How to find the normal of an n-dimensional hyperplane given n points on the plane?

Question

Given n many n-dimensional points how would one calculate the surface normal of the plane that they form? I'm hoping to implement this in python, so any tools that could help are also welcome.

Answer 1

Let us assume we have n dimensions and n points with coordinates $(x_{11},x_{12},...,x_{1n})$, $(x_{21},x_{22},...,x_{2n})$, ... , $(x_{n1},x_{n2},...,x_{nn})$. The most direct approach I see is to put them in the equation of the hyperplane and solve the following system of linear equations for $(a_1,a_2,...,a_n)$: $$\begin{cases} a_1x_{11}+a_2x_{12}+...+a_nx_{1n}=a_0 \\ a_1x_{21}+a_2x_{22}+...+a_nx_{2n}=a_0 \\ ...\\ a_1x_{n1}+a_2x_{n2}+...+a_nx_{nn}=a_0 \end{cases} $$ Then, the vector $(a_1,a_2,...,a_n)$ should be the normale of abovedefined hyperplane.

Answer 2

If we’re working in $\mathbb R^3$ and the three points are in general position so that they indeed define a unique plane, we can immediately write down an equation for it: $$\begin{vmatrix}x&y&z&1 \\ p_{1x}&p_{1y}&p_{1z}&1 \\ p_{2x}&p_{2y}&p_{2z}&1 \\ p_{3x}&p_{3y}&p_{3z}&1\end{vmatrix} = 0.$$ One way to understand this formula is that in homogeneous coordinates, the plane is the join of the three points—the set of all nontrivial linear combinations of them—so if you plug in the coordinates of any point on the plane into the first row of the above determinant, its rows will be linearly dependent.

If you formally substitute the standard basis vectors $\mathbf i$, $\mathbf j$ and $\mathbf k$ for $x$, $y$ and $z$, respectively, the above expression produces the cross product $(\mathbf p_2-\mathbf p_1)\times(\mathbf p_3-\mathbf p_1)$, which is an equivalent way to compute a normal to the plane.
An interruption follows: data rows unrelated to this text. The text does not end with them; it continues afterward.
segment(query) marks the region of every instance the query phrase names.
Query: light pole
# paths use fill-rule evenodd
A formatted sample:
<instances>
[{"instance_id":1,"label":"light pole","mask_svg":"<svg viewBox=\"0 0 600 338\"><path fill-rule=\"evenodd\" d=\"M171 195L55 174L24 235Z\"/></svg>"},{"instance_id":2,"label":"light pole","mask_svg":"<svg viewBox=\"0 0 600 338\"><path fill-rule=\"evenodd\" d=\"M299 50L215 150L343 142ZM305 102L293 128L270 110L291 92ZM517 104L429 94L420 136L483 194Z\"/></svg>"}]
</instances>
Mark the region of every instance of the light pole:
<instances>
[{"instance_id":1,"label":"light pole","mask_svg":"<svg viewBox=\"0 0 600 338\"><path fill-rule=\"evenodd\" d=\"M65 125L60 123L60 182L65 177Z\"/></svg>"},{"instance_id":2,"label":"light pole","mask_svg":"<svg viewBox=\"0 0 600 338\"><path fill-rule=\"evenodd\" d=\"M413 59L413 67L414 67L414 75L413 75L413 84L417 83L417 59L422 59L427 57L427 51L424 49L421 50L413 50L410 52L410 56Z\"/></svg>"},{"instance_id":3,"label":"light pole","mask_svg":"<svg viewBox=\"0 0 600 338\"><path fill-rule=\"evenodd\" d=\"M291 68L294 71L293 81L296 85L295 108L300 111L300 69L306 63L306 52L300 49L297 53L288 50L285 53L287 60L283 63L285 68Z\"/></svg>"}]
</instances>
This works in $\mathbb R^n$ as well: if the points $\mathbf p_1,\dots,\mathbf p_n$ define a unique hyperplane, then an equation for it is $$\begin{vmatrix}\mathbf x&1\\\mathbf p_1&1\\\vdots&\vdots\\\mathbf p_n&1\end{vmatrix}=0$$ and a normal vector to it is given by the generalized cross product $$\begin{vmatrix}\mathbf e_1&\mathbf e_2&\cdots&\mathbf e_n&1 \\ p_{11}&p_{12}&\cdots&p_{1n}&1 \\ \vdots&\vdots&\ddots&\vdots&\vdots \\ p_{n1}&p_{n2}&\cdots&p_{nn}&1\end{vmatrix}=0.\tag{*}$$

Equivalently, find a null vector of the $n\times(n+1)$ matrix formed by deleting the first row of the matrix in (*) and dehomogenize it by dividing through by its last component. This amounts to creating a system of linear equations by substituting the coordinates of the known points into the generic equation $a_1x_1+\cdots+a_nx_n=a_0$ of a hyperplane in $\mathbb R^n$. For large $n$, an efficient way to do this is to compute the SVD of this matrix and take the singular vector that corresponds to the least singular value. Because of roundoff and other sources of error, don’t depend on the singular value being exactly zero.